Hadits dari Suhaib ar-Rumi r.a bahwa Rasulullah Saw. Bersabda, tiga hal yang didalamnya terdapat keberkahan: jual beli secara tangguh, muqaradhah (murabahah), dan mencampur gandum dengan tepung untuk keperluan rumah tangga bukan untuk dijual”. (HR. Ibnu Majah)[3]
C.    Rukun dan Syarat Murabahah
Rukun dari akad murabahah yang harus dipenuhi dalam transaksi ada beberapa, yaitu:
1.      Pelaku akad, yaitu ba’i (penjual) adalah pihak yang memiliki barang unutk dijual, dan musytari (pembeli) adalah pihak yang memerlukan dan akan membeli barang.
2.      Objek akad, yaitu mabi’ (barang dagangan) dan tsaman  (harga)
3.      Sighah yaitu ijab dan qabul
Akad murabahah akan sah apabila memenuhi syarat berikut:
1.      Mengetahui harga pokok (harga beli), disyaratkan bahwa harga beli harus diketahui oleh pembeli, karena hal itu merupakan keabsahan jual beli murabahah.
2.      Adanya kejelasan margin (keuntungan) yang diinginkan penjual, keuntungan harus dijelaskan nominalnya kepada pembeli atau dengan menyebutkan presentase dari harga beli.
3.      Modal yang digunakan untuk membeli objek transaksi harus merupakan barang mitsli, yaitu terdapat padanannya di pasaran, alangkah baiknya jika menggunakan uang. Jika modal yang dipakai merupakan barang  qimi/ghair mitsli, misalnya pakaian dan marginnya uang, maka diperbolehkan.
4.      Akad jual beli pertama harus sah adanya, artinya transaksi yang dilakukan penjual dan pemebli harus sah, jika tidak maka transaksi yang dilakukan oleh penjual dengan pembeli hukumnya fasid/rusak dan akadnya batal.[4]

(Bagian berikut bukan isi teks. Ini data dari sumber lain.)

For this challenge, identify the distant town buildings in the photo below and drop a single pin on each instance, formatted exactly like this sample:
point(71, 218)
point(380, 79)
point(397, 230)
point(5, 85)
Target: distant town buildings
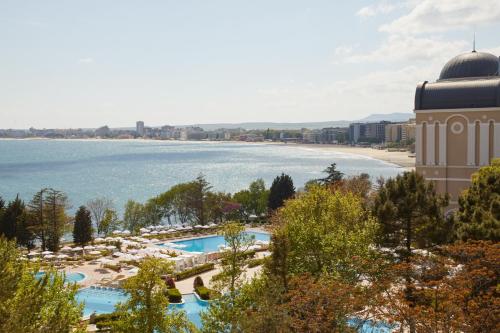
point(139, 128)
point(458, 121)
point(400, 132)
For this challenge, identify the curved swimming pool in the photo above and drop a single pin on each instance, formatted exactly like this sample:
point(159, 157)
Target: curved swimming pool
point(210, 243)
point(103, 300)
point(71, 277)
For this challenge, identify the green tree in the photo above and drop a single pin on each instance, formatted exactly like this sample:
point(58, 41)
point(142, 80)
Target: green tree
point(133, 218)
point(410, 214)
point(29, 304)
point(109, 222)
point(56, 203)
point(36, 217)
point(332, 175)
point(281, 189)
point(201, 187)
point(10, 218)
point(323, 232)
point(478, 216)
point(98, 208)
point(258, 196)
point(82, 228)
point(146, 310)
point(233, 258)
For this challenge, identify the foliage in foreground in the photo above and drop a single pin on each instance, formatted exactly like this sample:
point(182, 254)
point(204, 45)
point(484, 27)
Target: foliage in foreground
point(478, 217)
point(146, 309)
point(28, 304)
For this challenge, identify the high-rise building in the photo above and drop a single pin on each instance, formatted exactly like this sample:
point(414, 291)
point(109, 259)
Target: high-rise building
point(458, 121)
point(139, 128)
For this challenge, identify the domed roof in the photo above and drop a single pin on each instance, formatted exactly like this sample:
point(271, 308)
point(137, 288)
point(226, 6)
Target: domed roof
point(473, 64)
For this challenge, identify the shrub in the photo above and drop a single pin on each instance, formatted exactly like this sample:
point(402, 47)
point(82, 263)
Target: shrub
point(203, 292)
point(104, 322)
point(169, 281)
point(194, 271)
point(198, 282)
point(255, 262)
point(174, 295)
point(112, 267)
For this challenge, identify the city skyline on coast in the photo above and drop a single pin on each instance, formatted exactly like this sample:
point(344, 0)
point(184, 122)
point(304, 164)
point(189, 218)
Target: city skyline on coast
point(91, 64)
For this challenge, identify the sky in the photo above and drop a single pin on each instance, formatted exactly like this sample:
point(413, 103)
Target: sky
point(83, 64)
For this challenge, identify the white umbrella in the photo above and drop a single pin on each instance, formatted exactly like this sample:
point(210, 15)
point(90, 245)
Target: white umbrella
point(104, 260)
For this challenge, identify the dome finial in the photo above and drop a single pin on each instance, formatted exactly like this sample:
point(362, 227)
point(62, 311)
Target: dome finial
point(474, 42)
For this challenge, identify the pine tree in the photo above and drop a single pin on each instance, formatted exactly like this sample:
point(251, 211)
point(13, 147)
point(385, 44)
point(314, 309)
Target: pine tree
point(55, 205)
point(333, 175)
point(36, 217)
point(11, 216)
point(410, 214)
point(82, 229)
point(281, 189)
point(478, 217)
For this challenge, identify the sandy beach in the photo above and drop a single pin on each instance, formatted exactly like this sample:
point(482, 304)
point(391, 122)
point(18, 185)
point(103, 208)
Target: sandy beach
point(401, 159)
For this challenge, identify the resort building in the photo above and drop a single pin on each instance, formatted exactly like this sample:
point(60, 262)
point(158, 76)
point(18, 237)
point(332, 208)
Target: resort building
point(139, 128)
point(458, 121)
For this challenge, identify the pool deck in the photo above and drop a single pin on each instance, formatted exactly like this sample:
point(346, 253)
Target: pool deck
point(96, 274)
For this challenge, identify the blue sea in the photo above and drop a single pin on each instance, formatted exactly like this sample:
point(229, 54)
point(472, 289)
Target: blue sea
point(140, 169)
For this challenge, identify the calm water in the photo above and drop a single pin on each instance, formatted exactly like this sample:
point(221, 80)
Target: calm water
point(212, 243)
point(136, 169)
point(104, 301)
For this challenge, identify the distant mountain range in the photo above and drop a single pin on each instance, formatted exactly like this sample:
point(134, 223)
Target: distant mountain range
point(393, 117)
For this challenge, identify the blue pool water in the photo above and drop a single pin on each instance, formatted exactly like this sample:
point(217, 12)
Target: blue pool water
point(104, 301)
point(212, 243)
point(71, 277)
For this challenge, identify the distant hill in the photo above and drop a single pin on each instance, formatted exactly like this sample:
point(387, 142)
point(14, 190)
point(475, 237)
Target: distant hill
point(393, 117)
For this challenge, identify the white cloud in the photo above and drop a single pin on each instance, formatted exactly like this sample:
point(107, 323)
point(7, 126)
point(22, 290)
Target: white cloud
point(85, 60)
point(382, 7)
point(431, 16)
point(397, 48)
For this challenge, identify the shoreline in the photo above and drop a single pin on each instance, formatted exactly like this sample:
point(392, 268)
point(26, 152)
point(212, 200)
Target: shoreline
point(400, 159)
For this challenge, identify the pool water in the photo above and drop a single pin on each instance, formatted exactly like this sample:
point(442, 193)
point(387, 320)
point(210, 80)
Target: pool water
point(103, 301)
point(71, 277)
point(212, 243)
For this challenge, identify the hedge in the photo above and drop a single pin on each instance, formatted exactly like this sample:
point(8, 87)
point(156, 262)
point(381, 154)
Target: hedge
point(255, 262)
point(203, 292)
point(194, 271)
point(174, 295)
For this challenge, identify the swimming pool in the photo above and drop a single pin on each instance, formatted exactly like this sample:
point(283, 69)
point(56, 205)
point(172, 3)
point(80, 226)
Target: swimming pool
point(210, 243)
point(104, 300)
point(71, 277)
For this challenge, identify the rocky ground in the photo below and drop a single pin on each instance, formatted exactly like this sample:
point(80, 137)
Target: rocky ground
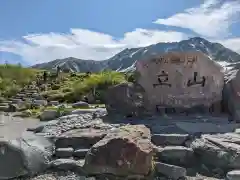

D.    Murabahah dalam Perbankan Syari’ah
Pembiayaan murabahah adalah transaksi jual beli, yaitu bank syariah bertindak sebagai penjual dan nasabah sebagai pembeli, dengan harga jual dari bank adalah harga beli dari pemasok ditambah keuntungan dalam presentase tertentu bagi bank syariah sesuai dengan kesepakatan. Kepemilikan barang akan berpindah kepada nasabah segera setelah perjanjian jual beli ditandatangani dan nasabah akan membayar barang tersebut dengan cicilan tetap yang besarnya sesuai kesepakatan sampai dengan pelunasannya.[5]
Bank-bank syari’ah pada umumnya mengadopsi murabahah untuk memberikan pembiayaan jangka pendek kepada nasabah guna pembelian barang meskipun mungkin si nasabah tidak memiliki uang untuk membayar. Ciri dasar kontrak murabahah (sebagai jual beli dengan pembayaran tunda) adalah sebagai berikut: (1) si pembeli harus memiliki pengetahuan tentang biaya-biaya terkait dan tentang harga asli barang, dan batas laba (mark up) harus ditetapkan dalam bentuk presentase dari total harga plus biaya-biayanya; (2) apa yang di jual adalah barang atau komoditas  dan dibayar dengan uang; (3) apa yang diperjual belikan harus ada dan dimiliki oleh si penjual dan si penjual harus mampu menyerahkan  barang itu kepda si pembeli dan; (4) pembayaran ditangguhkan.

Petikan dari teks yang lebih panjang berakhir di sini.